All of my agricultural pursuits have been based on being someone who likes to cook but gets frustrated by the lack of ingredients, especially those that are native to the New World. It seems to me these indigenous ingredients should be familiar, if not common but instead our own food is considered exotic and sometimes in danger of being lost as we pursue a watered down Euro-centric diet. American cuisine seems to be in a position of re-inventing itself and I'd love to include ingredients, traditions and recipes from south of the border as part of the equation. I love the concept of The Americas. I feel as if it's just as important as the European heritage many of us share.

Of course you don't need to know where food originates in order to enjoy it. The beans are amazing and work in almost every cuisine. Their roots may be Mexican but can you imagine anything more French than the Flageolet bean? Borlotti may be the pride of the Piedmont in Italy but they wouldn't exist without their roots in Colombia.

I quickly learned that I wasn't a particularly gifted farmer and in order to grow the amounts of beans I'd need to really make this work, I'd have to work with bigger growers. We now have four growers working with us, all in Northern California except one in Fresno. We import one bean from Peru and our quinoa comes from Bolivia. My goal is to support Northern California agriculture but there are some instances where the best quality means sourcing outside of my state. Sourcing quinoa and amaranth led me to a cooperative of Bolivian farmers who hand-harvest the Rancho Gordo products.
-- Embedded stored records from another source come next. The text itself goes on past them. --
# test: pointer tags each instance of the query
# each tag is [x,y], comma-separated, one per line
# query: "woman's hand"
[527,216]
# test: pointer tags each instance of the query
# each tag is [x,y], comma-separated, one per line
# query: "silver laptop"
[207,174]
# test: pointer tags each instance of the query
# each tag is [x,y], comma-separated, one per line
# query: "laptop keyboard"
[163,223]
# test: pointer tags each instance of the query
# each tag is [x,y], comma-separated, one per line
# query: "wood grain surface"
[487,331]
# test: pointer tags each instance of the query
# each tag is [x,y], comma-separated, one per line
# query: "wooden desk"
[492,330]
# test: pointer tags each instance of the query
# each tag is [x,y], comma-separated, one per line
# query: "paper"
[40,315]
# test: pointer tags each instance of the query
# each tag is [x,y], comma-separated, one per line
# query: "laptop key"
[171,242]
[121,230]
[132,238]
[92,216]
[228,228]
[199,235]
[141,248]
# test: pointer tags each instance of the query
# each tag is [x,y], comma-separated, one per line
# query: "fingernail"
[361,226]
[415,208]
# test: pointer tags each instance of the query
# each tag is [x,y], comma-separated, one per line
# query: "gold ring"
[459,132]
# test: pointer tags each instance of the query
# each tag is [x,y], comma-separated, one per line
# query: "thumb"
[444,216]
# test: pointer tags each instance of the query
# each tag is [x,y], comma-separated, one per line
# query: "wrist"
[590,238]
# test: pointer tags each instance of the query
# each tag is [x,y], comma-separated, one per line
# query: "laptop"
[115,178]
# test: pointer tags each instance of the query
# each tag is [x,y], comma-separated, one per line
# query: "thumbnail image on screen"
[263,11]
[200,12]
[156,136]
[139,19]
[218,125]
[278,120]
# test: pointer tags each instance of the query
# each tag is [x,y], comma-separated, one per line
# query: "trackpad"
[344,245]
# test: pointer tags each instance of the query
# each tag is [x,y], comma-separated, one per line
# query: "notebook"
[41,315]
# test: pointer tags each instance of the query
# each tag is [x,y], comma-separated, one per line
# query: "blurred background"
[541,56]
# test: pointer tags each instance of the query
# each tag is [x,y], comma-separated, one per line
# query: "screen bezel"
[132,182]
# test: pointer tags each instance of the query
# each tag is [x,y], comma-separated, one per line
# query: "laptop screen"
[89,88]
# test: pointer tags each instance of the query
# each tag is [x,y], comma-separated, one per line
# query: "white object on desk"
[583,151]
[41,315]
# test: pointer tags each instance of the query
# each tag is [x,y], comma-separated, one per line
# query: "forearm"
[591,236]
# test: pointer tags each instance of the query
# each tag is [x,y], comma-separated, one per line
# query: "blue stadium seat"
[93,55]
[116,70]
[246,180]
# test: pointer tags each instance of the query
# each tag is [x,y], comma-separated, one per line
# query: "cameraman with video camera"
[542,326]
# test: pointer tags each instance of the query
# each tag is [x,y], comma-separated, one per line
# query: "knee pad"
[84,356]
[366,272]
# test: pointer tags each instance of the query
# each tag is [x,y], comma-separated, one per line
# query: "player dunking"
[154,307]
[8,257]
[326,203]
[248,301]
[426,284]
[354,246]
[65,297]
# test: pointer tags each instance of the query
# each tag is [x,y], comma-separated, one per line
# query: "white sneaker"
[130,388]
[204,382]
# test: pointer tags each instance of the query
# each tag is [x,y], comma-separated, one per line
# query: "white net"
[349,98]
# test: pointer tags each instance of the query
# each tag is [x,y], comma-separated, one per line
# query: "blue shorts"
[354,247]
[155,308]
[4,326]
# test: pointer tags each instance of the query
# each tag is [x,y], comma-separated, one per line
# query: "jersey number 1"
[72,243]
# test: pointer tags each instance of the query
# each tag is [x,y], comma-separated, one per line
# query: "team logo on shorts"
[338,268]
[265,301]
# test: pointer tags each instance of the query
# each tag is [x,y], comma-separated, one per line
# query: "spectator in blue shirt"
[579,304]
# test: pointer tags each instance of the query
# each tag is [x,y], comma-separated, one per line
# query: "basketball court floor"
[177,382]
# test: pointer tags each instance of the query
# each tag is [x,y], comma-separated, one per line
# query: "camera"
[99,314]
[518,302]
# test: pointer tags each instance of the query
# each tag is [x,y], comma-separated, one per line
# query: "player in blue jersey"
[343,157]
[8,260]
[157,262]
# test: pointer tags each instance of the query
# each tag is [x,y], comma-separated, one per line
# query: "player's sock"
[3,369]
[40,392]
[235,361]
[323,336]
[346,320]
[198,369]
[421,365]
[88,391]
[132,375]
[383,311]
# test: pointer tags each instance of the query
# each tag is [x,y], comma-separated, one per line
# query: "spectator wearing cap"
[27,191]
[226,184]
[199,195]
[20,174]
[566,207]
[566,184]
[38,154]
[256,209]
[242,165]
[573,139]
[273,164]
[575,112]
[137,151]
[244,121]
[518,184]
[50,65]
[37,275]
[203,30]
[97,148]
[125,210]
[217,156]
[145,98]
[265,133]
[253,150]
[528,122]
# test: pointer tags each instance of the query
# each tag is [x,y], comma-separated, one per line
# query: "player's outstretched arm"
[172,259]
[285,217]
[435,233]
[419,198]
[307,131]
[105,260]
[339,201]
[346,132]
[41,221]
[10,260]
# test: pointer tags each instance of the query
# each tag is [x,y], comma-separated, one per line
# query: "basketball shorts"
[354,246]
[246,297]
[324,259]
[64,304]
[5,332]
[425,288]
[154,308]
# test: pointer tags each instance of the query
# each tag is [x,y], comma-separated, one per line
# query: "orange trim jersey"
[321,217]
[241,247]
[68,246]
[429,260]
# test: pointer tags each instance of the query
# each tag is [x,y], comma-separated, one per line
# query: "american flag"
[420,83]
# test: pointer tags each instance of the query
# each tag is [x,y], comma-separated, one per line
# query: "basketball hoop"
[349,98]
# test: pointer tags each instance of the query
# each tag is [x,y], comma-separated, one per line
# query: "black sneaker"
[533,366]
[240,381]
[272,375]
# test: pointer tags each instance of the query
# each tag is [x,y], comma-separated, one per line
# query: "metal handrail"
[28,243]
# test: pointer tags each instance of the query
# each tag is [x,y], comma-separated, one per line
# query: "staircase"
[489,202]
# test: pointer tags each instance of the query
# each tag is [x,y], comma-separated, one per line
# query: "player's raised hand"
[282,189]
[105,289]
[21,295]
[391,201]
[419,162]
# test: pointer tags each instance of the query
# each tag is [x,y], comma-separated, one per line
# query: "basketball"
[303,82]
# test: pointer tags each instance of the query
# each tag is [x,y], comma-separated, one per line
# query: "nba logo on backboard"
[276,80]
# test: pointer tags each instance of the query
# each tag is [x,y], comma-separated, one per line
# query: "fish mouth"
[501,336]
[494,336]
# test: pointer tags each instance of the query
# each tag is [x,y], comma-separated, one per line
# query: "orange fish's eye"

I'm lucky enough to travel throughout Mexico and Central America searching for unique and rare legumes and herbs that I'll bring back to my trial gardens here in Napa. Each summer I grow them out to see if they'd be suitable for production or just seed-saving. We're starting to develop a substantial seed bank as friends and customers are constantly sending me odd and rare beans from their travels. I share seeds via the Seeds Savers Exchange and I'd encourage anyone to give growing beans a go. It's easy, fun and the rewards are almost immediate.
Press coverage of Rancho Gordo has been plentiful, no doubt in part due to the colorful beans themselves. Recent articles on Rancho Gordo in the Wall Street Journal, Los Angeles Times, Chow, Sunset, Bon Appetit, Gourmet, Food & Wine, Country Home, San Francisco Chronicle, and Chile Pepper have all contributed to the groundswell of interest in heirloom beans. In January of 2008, Saveur Magazine listed Rancho Gordo at number two on their esteemed Saveur 100 list.

My book Heirloom Beans: Recipes from Rancho Gordo, co-written with Vanessa Barrington, is published by Chronicle Books.

New World food is exciting, tasty, healthy, romantic, and debatably, easier on the earth. I hope you enjoy cooking with these Rancho Gordo products as much as I enjoy growing and presenting them.